Sadly, the same cannot be said for the film, which is flat and largely unenthralling until the final catastrophic moments. Much of the problem for the film comes from the structure and the dialog. The novel had the luxury of giving background on the fishermen and establishing the atmosphere of the town and its history with the sea. It also related the tales of several groups of people trapped within the destructive fury of the storm other than the fishermen. By contrast, the film has limited time to establish the fishermen and their town and the end result is laughably bad dialog that seems lifted from Marlboro Man or Miller Lite commercials. Whenever an obstacle rears its head George Clooney's team leader shouts "Are we Gloucestermen?" The film focuses almost solely on the fisherman and omits altogether or barely gives a nod to the other people trapped in the storm. Blink and you might well miss Cherry Jones and Karen Allen in thankless roles as some of these survivors. As the focal crew is ill-fated obviously what occurred on the boat in the final hours is supposition. The book took the position that due to the failure of communication it was debatable how much the fishermen knew on the severity of the situation in which they found themselves. By contrast, the film views them as fully aware macho posturers who steam full speed ahead into danger and damn the consequences. They are little more than clichéd peacocks attempting to prove their masculinity and the film ends up trivializing both the men and their lives.

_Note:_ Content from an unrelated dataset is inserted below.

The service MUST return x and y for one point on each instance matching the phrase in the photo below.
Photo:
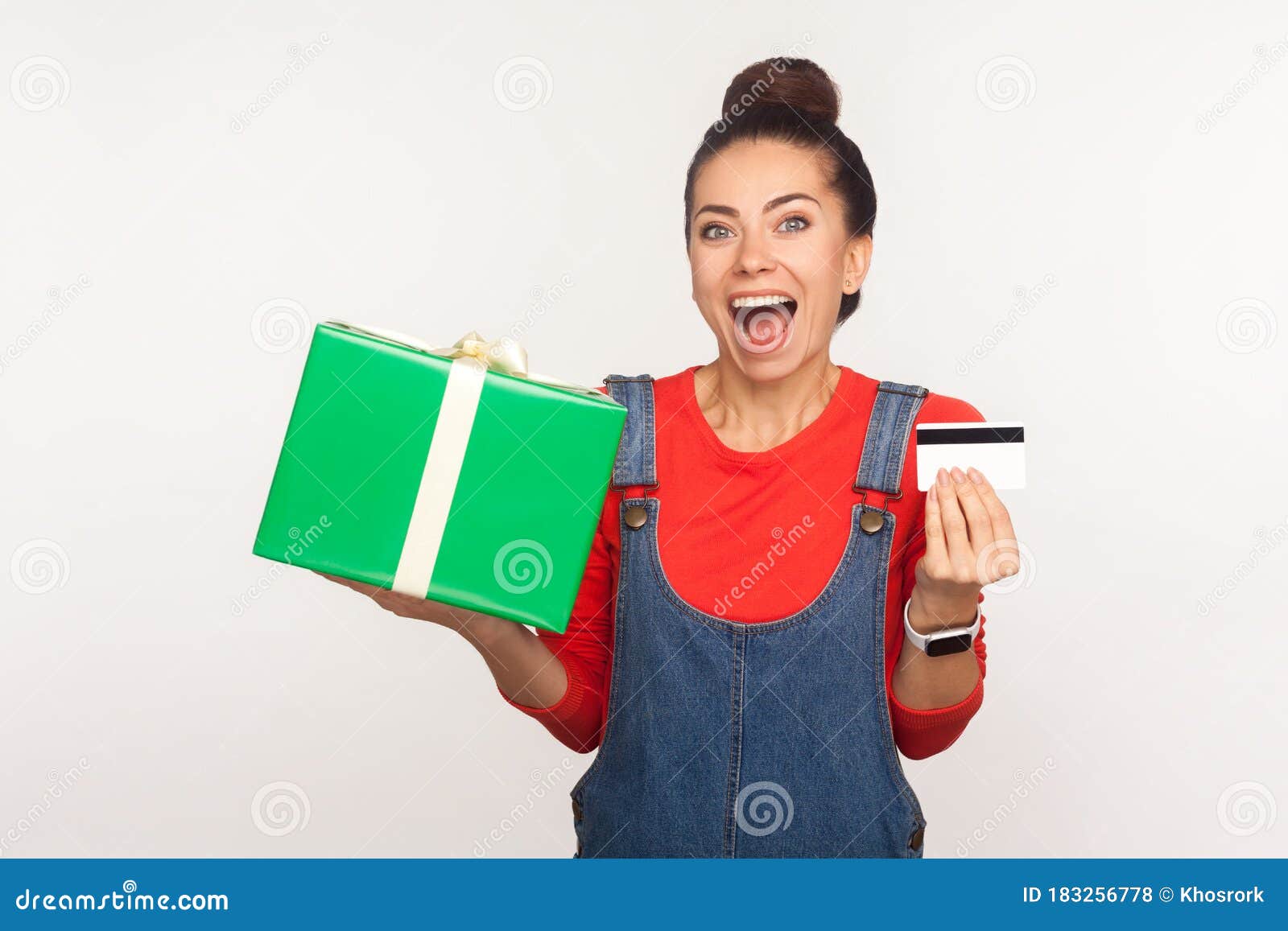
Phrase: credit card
(995, 448)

Given the thinness of the roles, none of the cast seems able to rise to the occasion. Most of the supporting cast is forgettable. Clooney was still in his head-bob/smirk phase that characterized some of his earlier film work. Mark Wahlberg is probably the most developed of the men, but he runs the gamut of emotions from point A to, well, point A. Meanwhile, back on dry land, the usually reliable Diane Lane (as Wahlberg's girlfriend) turns in an increasingly embarrassing performance which becomes more out of control with each new scene. Mary Elizabeth Mastrantonio shows up briefly, as a colleague on another boat, to flirt with Clooney and then concludes her performance with a laughably over-the-top hysterical warning to Clooney that rings totally false in its histrionics.

The effects are astounding, but one must have a reason to identify and become emotionally involved with the participants (as readers were with the novel from which this came). The film, however, supplies us with cardboard thin, totally unbelievable caricatures that spout inane patter at each other until the effects take over from them. A real let-down.